Сергей тонкий намек руководства понял, а потому заткнулся. Вообще, план показался ему, мягко говоря, странным. Удивляло в нем многое: и непонятное дробление группы, и намеченные пути подхода. К интересующим объектам (хранилищу горюче-смазочных материалов и парку бронемашин) нужно было выдвигаться зачем-то в разное время и почему-то обязательно через жопу, при этом докладывая о каждом шаге лично Владимиру Никифоровичу. Так, с востока к лагерю генерала вплотную примыкало довольно-таки большое озеро, и с этой стороны лагерь практически не охранялся. Вот бы и подойти по воде, аки посуху, и уйти по ней же, благо крокодилы в озере почему-то не водились. Вместо этого предписывалось выдвинуться к одному объекту джунглями, а ко второму – вообще спуститься со скалы. «Боевиков насмотрелся, командарм хренов, нет бы подумать, как драпать от супостата вверх по почти вертикальной скале, при этом все подряд путая и присыпая. Чему их там, интересно, в академии Фрунзе обучают?»

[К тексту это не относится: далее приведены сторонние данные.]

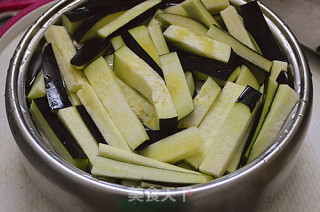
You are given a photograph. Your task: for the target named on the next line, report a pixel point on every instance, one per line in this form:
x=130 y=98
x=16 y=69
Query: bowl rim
x=18 y=116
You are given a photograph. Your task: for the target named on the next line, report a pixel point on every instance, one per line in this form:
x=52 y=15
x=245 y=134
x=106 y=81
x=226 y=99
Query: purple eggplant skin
x=99 y=12
x=283 y=78
x=134 y=46
x=90 y=50
x=91 y=125
x=257 y=26
x=36 y=64
x=58 y=128
x=249 y=97
x=103 y=4
x=157 y=135
x=56 y=91
x=211 y=67
x=78 y=14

Все стало предельно ясным. Пельмени – отдельно, глисты – отдельно. Оставалось дослушать весь этот бред сивой кобылы до конца, сказать «есть!» и сделать все так, как учили.
– ... и, наконец, последнее. Выход на связь для доклада каждый час, частоты оговорю позже. Офицером связи при группе назначается капитан Максимов. Выход послезавтра в 23.30.

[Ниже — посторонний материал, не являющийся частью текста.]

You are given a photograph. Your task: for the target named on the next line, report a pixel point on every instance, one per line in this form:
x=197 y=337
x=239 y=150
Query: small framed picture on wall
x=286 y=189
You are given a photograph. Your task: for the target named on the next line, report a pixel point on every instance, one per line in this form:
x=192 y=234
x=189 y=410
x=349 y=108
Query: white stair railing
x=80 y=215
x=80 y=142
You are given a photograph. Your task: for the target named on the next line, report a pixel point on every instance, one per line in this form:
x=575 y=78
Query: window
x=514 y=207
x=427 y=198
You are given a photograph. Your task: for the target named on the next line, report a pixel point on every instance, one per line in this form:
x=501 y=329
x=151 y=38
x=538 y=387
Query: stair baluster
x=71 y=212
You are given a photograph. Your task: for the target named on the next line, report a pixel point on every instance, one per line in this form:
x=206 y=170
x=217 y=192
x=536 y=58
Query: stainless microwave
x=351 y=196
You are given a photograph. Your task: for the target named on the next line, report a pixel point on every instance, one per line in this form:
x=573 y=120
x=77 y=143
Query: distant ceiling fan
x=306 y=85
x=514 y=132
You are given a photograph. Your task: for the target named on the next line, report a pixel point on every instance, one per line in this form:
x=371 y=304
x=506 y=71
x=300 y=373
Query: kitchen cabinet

Да, как говорится, бурные аплодисменты. Полный апофеоз военной мысли. Когда работать, если все время надо докладывать, и о чем, собственно говоря, докладывать, о самочувствии или политико-моральном состоянии? А может, партсобрание провести и зачитать его протокол по громкой связи? Идиотизм... И потом, этот, с позволения сказать, офицер связи. Кого они там связывать собираются? Как говаривал все тот же Саня Котов, «маразм крепчает».
Такие вот мысли бродили в Серегиной голове, когда они с Бацуниным возвращались на базу. Командир всю дорогу молчал, хотя, судя по выражению лица, думал приблизительно то же самое.

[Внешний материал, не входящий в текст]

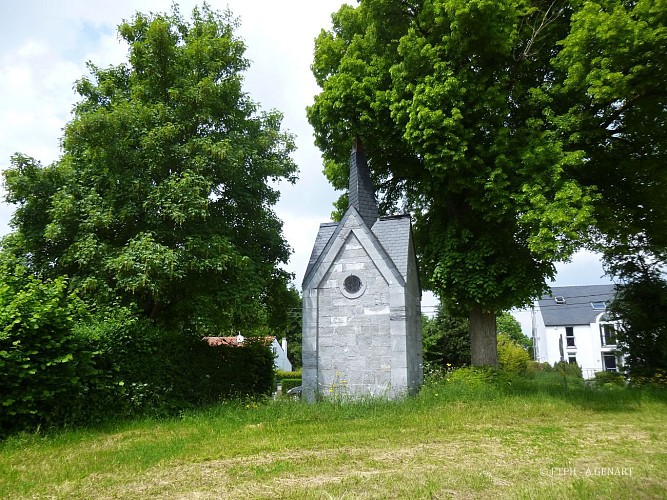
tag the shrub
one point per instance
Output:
(536, 366)
(45, 369)
(512, 358)
(606, 378)
(280, 374)
(568, 369)
(162, 371)
(290, 383)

Только утром 23 августа несильно контуженный Сергей с раненным в ноги Боксером добрался до базы на реквизированном по дороге джипе. Там он узнал, что несколькими часами раньше железный человек Бацунин, сам здорово раненный, привез в неизвестно где добытом микроавтобусе умирающего Лося. Обоих тут же отправили в местный военный госпиталь (к счастью, там работали советские специалисты).
Боксера перенесли в машину и тоже отправили к врачам. Предлагали поехать и Волкову (тот у него еще вид был), но он отказался. Быстро принял душ, переоделся, проглотил несколько тонизирующих таблеток (последние два дня он, кстати, держался исключительно на них) и отправился допрашивать и убивать Литвиненко.